The key question in response time studies is when to “start the clock”: from which point do you calculate the reaction time? This becomes even more crucial in a naturalistic setting where pedestrians and cyclists do not always behave in a predictable way. Many traditional methods for determining reaction time do not account for a sense of urgency. They tend to overestimate drivers’ reaction time by assuming they respond slower in fast-moving situations or faster in slow-moving situations.
But Waymo approached the problem differently. In its study, it decided to start the clock at the moment when the driver is surprised or when their expectations are broken.
“In urgent events, drivers react as fast as possible,” Victor said. “And they do that because they’re very surprised.”
Using data from more naturalistic driving studies, Waymo said it created an internal benchmark for collision avoidance that exceeds the typical driver. This gave it a new way to evaluate the performance of its automated driving system, which it calls the Waymo Driver.
Previously, the company had sought to measure the safety of its AVs by simulating dozens of real-world fatal crashes that took place in Arizona over nearly a decade. The Google spinoff discovered that replacing either vehicle in a two-car collision with its robot-guided vehicles would nearly eliminate all deaths.
But Waymo decided to take things a step further. Since it didn’t know how many of those real-world crashes involved drunk, impaired, or overly fatigued driving, the company decided to create a model of a superhuman driver who never got tired or drunk and was always attentive with their eyes on the road. And using its new benchmark in response time measurement, Waymo re-simulated the crashes in its previous study to see how this driver would respond.

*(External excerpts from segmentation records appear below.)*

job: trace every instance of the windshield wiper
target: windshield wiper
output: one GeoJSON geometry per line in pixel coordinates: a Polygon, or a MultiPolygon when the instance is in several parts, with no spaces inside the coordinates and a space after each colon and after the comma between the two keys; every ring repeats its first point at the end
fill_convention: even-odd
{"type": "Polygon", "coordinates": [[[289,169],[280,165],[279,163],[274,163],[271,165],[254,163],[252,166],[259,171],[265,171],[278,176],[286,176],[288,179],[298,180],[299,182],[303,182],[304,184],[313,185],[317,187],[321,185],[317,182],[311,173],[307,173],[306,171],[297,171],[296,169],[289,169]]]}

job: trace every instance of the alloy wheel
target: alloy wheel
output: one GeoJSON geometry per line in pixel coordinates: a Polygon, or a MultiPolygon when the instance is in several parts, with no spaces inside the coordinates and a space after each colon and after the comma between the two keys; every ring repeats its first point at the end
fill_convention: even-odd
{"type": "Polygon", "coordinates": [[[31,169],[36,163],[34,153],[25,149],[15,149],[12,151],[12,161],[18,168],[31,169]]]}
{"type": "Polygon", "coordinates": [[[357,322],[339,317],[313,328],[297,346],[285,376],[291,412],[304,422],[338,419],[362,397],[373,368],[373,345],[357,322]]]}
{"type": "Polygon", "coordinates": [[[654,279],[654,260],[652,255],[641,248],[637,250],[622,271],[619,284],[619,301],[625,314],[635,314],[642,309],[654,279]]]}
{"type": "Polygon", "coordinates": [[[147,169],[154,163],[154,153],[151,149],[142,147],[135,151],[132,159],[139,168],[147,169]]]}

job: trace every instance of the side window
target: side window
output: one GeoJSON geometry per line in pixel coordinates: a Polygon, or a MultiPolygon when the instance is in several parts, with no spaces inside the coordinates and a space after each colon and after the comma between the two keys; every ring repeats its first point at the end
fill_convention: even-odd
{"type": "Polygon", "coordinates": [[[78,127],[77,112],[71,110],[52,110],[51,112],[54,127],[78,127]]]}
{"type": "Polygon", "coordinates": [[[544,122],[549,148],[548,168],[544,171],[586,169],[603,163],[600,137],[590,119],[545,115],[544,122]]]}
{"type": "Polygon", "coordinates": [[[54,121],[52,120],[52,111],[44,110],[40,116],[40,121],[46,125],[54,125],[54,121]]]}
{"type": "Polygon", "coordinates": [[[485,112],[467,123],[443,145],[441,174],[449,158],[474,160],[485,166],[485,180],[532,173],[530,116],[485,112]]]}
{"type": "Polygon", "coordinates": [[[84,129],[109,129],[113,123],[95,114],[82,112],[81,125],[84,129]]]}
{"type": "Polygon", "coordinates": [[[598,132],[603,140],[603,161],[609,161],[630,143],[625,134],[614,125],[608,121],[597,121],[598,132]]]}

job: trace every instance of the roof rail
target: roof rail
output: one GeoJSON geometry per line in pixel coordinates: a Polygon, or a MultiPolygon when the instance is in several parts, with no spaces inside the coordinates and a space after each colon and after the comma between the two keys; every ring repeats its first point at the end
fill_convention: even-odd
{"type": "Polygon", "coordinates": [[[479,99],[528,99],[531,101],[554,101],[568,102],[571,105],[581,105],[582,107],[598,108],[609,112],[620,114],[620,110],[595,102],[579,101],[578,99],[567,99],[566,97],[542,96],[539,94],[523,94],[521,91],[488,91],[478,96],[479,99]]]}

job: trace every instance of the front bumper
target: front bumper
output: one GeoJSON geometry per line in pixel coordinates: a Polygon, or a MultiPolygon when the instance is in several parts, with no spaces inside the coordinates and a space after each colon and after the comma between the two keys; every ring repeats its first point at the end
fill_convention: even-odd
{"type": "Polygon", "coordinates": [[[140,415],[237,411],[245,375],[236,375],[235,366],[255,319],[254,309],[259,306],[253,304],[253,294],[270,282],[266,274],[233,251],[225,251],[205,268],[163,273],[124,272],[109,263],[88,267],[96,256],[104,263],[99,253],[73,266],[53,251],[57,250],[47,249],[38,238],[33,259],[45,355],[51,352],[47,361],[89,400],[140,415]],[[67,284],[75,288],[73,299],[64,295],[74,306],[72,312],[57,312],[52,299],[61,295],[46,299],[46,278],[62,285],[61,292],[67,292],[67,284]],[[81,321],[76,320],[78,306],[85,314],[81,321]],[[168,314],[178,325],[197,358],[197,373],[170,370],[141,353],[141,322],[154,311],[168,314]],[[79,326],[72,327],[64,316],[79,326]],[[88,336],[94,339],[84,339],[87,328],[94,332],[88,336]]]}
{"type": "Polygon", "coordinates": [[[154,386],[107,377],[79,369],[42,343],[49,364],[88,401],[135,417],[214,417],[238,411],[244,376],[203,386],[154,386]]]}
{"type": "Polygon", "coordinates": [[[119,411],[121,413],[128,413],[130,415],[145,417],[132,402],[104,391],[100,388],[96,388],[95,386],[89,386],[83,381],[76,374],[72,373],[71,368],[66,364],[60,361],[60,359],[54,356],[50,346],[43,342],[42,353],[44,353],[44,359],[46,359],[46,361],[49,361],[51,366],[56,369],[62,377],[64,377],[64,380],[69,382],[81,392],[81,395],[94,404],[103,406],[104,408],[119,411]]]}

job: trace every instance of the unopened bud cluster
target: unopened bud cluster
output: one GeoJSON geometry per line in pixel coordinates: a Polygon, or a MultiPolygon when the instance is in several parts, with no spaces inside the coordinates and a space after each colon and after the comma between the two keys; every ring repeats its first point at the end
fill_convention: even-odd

The superhuman driver performed really well, but the Waymo Driver did better — sometimes by completely avoiding collisions altogether by just being better than even the best human driver.
There’s no standard approach for evaluating AV safety. A recent study by RAND concluded that, in the absence of a framework, customers are most likely to trust the government — even though US regulators appear content to let the private sector dictate what’s safe. In this vacuum, Waymo hopes that by publicizing this data, policymakers, researchers, and even other companies may begin to take on the task of developing a universal framework.
Victor said both studies have been peer-reviewed and will be submitted to a journal for publication. “We’re following the way the scientific process works,” he said. “So then it’s up to others to comment and do research based off of that.”